Hay otro aspecto que no quiero pasar por alto: el mundo editorial. Los cambios tecnológicos, que no ha sabido asimilar, le han afectado de tal manera que, de no asentar su existencia sobre nuevas bases que sean racionales, corre serio peligro de perder el norte. Los nuevos editores pretenden ofrecer un producto competitivo no solo en el precio, sino también en la calidad, pero sin calidad. Las nuevas empresas editoriales, que han venido a ocupar el lugar dejado por las editoriales clásicas, hoy hundidas, quebradas o absorbidas por otras más fuertes, carecen de personal suficientemente formado y responsable para hacerse cargo de las tareas de edición. Así, ya no hay secretarios de redacción, coordinadores, técnicos editoriales, correctores de estilo, correctores tipográficos, etc.; ya no hay comités editoriales, asesores editoriales, correctores de concepto. Los equipos de especialistas que se formaban en torno al departamento de redacción (muchas veces procedentes de la universidad) se han diluido en la nada y ya no ejercen su benéfica influencia sobre el editor y, en definitiva, sobre la cultura volcada en los libros.

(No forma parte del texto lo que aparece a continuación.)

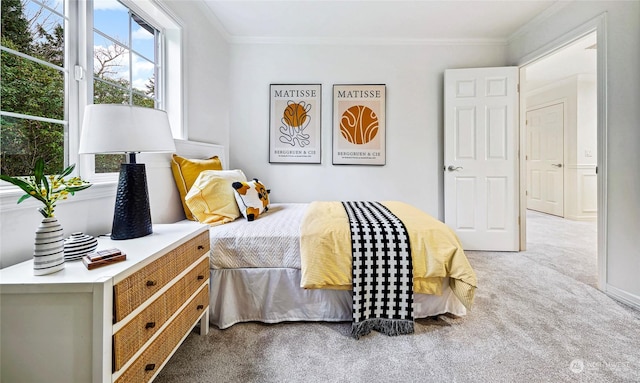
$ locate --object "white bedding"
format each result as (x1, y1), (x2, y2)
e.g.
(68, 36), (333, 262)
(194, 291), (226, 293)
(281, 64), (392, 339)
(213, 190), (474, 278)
(209, 203), (308, 269)
(209, 203), (467, 329)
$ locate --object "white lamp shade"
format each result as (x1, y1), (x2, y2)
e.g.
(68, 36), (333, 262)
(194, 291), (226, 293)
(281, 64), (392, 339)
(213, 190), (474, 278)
(79, 104), (176, 154)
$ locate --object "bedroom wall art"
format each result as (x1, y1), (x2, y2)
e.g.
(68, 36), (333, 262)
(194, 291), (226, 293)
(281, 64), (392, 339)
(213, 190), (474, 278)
(333, 84), (386, 165)
(269, 84), (322, 164)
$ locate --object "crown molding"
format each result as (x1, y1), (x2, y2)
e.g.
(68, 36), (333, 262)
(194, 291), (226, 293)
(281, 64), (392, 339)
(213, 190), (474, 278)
(506, 0), (575, 44)
(227, 36), (507, 46)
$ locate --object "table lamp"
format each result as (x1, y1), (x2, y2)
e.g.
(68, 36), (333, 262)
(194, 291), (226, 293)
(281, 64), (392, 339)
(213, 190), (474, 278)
(79, 104), (176, 240)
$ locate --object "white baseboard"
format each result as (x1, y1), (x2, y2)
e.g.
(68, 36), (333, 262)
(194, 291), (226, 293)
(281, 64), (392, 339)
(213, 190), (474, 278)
(605, 284), (640, 310)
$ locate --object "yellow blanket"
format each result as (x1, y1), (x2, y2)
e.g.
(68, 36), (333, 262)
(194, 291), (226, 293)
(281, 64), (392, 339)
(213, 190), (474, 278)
(300, 201), (477, 309)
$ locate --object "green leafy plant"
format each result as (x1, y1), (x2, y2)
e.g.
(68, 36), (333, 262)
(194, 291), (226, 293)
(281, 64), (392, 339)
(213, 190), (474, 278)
(0, 158), (91, 218)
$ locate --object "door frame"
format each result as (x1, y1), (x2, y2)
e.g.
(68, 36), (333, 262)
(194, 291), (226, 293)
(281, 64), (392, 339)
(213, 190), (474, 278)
(517, 13), (608, 292)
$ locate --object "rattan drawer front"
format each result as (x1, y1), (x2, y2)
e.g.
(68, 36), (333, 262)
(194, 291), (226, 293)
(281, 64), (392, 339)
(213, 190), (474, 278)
(116, 287), (209, 383)
(113, 232), (209, 323)
(113, 258), (209, 371)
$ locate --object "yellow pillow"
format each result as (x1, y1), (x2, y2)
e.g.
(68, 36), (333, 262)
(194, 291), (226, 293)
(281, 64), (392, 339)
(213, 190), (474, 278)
(185, 169), (247, 226)
(171, 154), (222, 221)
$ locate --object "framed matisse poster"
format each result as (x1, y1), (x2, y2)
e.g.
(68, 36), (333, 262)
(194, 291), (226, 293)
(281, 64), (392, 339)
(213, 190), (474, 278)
(269, 84), (322, 164)
(333, 84), (386, 165)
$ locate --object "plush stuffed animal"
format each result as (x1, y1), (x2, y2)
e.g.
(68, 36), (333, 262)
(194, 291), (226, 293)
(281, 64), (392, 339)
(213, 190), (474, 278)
(231, 178), (271, 221)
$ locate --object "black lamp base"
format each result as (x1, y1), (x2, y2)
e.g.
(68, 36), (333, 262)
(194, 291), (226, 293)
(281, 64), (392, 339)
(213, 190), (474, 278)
(111, 163), (153, 240)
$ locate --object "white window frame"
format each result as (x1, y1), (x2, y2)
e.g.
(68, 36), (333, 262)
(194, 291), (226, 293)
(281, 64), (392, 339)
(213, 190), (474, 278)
(0, 0), (185, 212)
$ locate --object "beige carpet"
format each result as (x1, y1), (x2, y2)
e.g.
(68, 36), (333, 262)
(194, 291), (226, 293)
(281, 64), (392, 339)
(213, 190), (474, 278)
(156, 212), (640, 383)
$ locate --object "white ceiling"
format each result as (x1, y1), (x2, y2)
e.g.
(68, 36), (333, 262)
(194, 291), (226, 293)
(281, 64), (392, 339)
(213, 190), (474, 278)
(203, 0), (562, 42)
(525, 32), (598, 89)
(202, 0), (596, 89)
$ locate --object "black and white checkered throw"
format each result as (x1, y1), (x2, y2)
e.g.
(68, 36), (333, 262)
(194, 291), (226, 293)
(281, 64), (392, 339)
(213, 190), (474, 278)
(342, 201), (414, 339)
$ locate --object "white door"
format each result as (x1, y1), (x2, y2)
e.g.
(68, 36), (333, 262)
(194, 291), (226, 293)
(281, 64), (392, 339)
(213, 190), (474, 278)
(444, 67), (520, 251)
(525, 103), (564, 217)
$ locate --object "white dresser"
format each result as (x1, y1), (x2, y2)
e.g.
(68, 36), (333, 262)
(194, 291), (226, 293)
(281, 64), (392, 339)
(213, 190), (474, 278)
(0, 221), (210, 383)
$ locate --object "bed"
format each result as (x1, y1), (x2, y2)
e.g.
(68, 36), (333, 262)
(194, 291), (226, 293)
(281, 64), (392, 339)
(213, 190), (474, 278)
(210, 203), (476, 329)
(147, 141), (475, 329)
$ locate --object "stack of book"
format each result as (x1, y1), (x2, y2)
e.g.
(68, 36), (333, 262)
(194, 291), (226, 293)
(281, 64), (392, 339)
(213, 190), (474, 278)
(82, 248), (127, 270)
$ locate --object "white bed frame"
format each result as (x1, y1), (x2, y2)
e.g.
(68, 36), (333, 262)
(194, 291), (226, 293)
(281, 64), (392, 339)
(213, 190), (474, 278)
(145, 140), (466, 329)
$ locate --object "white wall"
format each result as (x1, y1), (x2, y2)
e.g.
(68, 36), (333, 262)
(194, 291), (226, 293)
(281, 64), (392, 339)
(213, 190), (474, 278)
(0, 0), (229, 268)
(509, 1), (640, 307)
(229, 44), (506, 218)
(526, 75), (597, 221)
(162, 0), (229, 153)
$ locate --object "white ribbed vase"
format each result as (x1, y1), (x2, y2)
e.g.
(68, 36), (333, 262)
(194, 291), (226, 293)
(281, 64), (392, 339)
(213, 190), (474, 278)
(33, 217), (64, 275)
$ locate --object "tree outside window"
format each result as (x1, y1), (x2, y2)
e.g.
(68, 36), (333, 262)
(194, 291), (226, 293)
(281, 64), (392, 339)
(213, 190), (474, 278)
(0, 0), (161, 176)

Puede parecer un panorama desolador, pero no hay que engañarse: es, en efecto, un panorama desolador. Este panorama es el que se contempla hoy en las naciones llamadas desarrolladas, como España y otras de la Unión Europea. Sin embargo, aquellos países que, sin patrioterías inútiles, sepan o acepten que aún se hallan en situación de subdesarrollo o en vías de desarrollo, deben aplicarse inteligentemente la receta: pónganse la venda antes de que se produzca la herida. Aplíquense a formar convenientemente a sus jóvenes para convertirlos en los nuevos artesanos que sin duda van a necesitar cuando el siglo XX llegue a su cumbre y nos deposite amablemente en el siglo XXI; en ese momento, ¿iremos cuesta abajo, o se nos hará todo cuesta arriba?.